UNITED STATES DISTRICT COURT MIDDLE DISTRICT OF FLORIDA TAMPA DIVISION

CRMSUITE CORPORATION, a Florida corporation,

Plaintiff, v. Case No. 8:20-cv-762-WFJ-AAS

GENERAL MOTORS COMPANY, a Delaware corporation; et al.,

Defendant. ______________________________________/

ORDER The defendants, General Motors Company, General Motors LLC, and General Motors Holdings LLC (“GM”), request an order invoking supplementary proceedings in this action, impleading third parties, and for leave to file an impleader complaint. (Doc. 165).

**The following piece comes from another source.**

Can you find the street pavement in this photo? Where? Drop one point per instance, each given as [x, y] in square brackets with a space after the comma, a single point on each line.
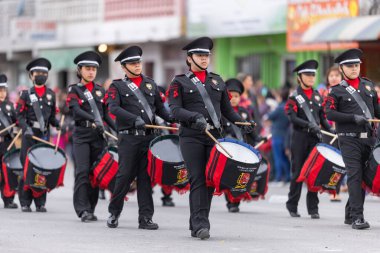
[261, 226]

For the reasons stated below, GM’s motion is GRANTED in part and DENIED in part. I. BACKGROUND CRMSuite Corporation (“CRMSuite”) brought suit against GM for violation of the Florida Deceptive and Unfair Practices Act, tortious interference, breach of the covenant of good faith and fair dealing, and violation of the Florida Antitrust Act. (Doc. 1, pp. 4–5). GM successfully “opposed CRMSuite’s motion for a preliminary injunction and staying discovery, filed multiple Rule 12(b)(6) motions, successfully defended against several discovery motions, and won summary judgment against CRMSuite.” (Doc. 165, pp. 1–2). This court previously awarded a judgment of $716,155.89, which represents

$27,257.75 in costs and $688,898.14 in reasonable attorneys’ fees. (Doc. 153). After GM’s motion for summary judgment was granted, CRMSuite filed articles of dissolution with the Florida Secretary of State. (Doc. 165, Ex. 2). Richard Latman, CRMSuite’s sole owner, President, and CEO, declared to this

court that CRMSuite “has no ability to satisfy such an award of fees because it is out of business.” (Doc. 141, Ex. 1). However, GM believes “CRMSuite transferred its CRMSuite Software and its dealer customer accounts to TheCRM for no value or for less than fair market value to avoid creditors.”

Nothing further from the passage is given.